Uluru’nun Efsanevi Yaratılışı
Yerel efsanelere göre, Uluru’nun, ilahi varlıkların boşluktan çıkıp dünyadaki tüm yaşamı yarattığı ataların veya tanrıların müdahalesiyle oluştuğuna inanılıyor. Aborijinler için bu dönem Dreamtime(rüya zamanı) olarak bilinir. Bu atalara ait varlıkların iki kabilesinin bu bölgede güzel bir kertenkele kadın için ölümüne bir savaşa girdiği söylenir.Bu savaşın sonucu olarak, yeryüzü keder içinde yükseldi ve böylece Uluru yaratılmıştır.
Uluru’nun her bölgesinin farklı bir ata ruhu tarafından oluşturulduğuna inanılır. Güney bölgesinin zehirli yılanlar ve halı pitonları arasındaki bir savaş nedeniyle yaratıldığı söylenir. Kuzeybatı yakası, Mala, yani valabi halkı tarafından ve başka bir bölge de Kuniyalı Tjukurpa halkı tarafından yaratılmıştır der dans ederek kayanın arkasına giden kum yılanı.
Uluru Neden Önemli
Bu monolit, tıpkı Titicaca’nın Güney Amerika kabileleri için olduğu gibi Avustralya’daki Aborjinler için önemli ve kutsal bir yerdir. Arkeolojik bulgular Aborjinlerin Uluru bölgesinden en az 30 bin yıldır yaşadıklarını gösteriyor. Uluru hala kültürel bir alandır ve Aborjin halkı için yaşayan, nefes alan bir peyzaj ve ataların ruhları için bir dinlenme yeridir. Kültürel gelenek ve görenekler nesilden nesile aktarılır ve insanları toprak ve hayvanlarla ilişkilendirir.
Anangu Aborjin halkına hem kültürü hem de ülkeyi güçlü tutmak için Tjukurpa (hukuk) rehberlik eder. Bu hiç değişmeyen bir şeydir.
Yerli halk tarafından törenler, öğretim ve günlük aktiviteler için kullanılan Uluru ve çevresinde bir dizi kutsal yer vardır:
Kulpi Mutitjulu (Mutitjulu Mağarası) – Aborijinlerin gün içinde yakaladıkları yiyecekleri paylaşıp dağıttıkları ve çocuklara Dreamtime hikayeleri öğrettikleri bir yerdir. Bu durum, mağaradaki duvar resimleri ile yansıtılmıştır.
Taputji – Kuzeydoğudaki Uluru’dan ayrı olan Taputji, yiyecek ve bitki toplamak için kullanılan eski bir avcı-toplayıcı konumuydu
Tjukatjapi, Pulari ve Mala Puta – Sırasıyla kuzey, kuzeybatı ve güney taraflarında bulunan kadınlar için kutsal yerlerdir.
Warayuki – Anangu erkekleri için kutsal olan Uluru’nun kuzey tarafında Acave benzeri bir alandır.
Kuniya Piti – Mala Puta ve Pulari’ye benzer kutsal kaya oymaları ve özellikleri ile Uluru’nun uzak doğu tarafında yer alan erkekler için kutsal bir alandır.
Aborjin Halkının Dönüşü
Avrupa kolonizasyonu sırasında, Aborjin halkının bölgeyi ziyaret etmekten bilfiil vazgeçmeleri sağlandı ve kültürleri ve ritüelleri büyük ölçüde göz ardı edildi.
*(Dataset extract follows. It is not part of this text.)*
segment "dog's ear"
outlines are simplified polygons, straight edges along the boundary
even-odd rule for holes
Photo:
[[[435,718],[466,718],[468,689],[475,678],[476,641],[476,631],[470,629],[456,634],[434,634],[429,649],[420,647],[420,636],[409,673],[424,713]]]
Avustralya hükümeti “Ayers Kayası”nı bir turistlik alan olarak tanıttı. On yıllar boyunca milyonlarca turist monolite tırmanmak için bölgeye akın etti; kutsal alanlara ardlarında çöp ve zarar bırakarak saygısızlık ettiler.
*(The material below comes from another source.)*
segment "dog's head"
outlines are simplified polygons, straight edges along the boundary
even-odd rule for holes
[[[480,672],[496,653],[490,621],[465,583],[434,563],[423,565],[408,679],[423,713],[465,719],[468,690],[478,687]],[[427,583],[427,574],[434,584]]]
Bununla birlikte, tutumlar değişmeye başlayınca ve hükümete karşı yıllarca süren kampanya ve lobi çalışmalarını takiben, Anangu nihayet 1985’te toprağın geleneksel sahipleri olarak kabul edildi. Avustralya Hükümeti, parkın tapularını hak sahiplerine geri verdi ve 1995 yılında, geleneksel sahiplerine hürmeten, parkın adı resmi olarak Uluru-Kata Tjuta Ulusal Parkı olarak değiştirildi. 26 Ekim 2019 da Uluru’ya tırmanmak resmi olarak yasaklandı.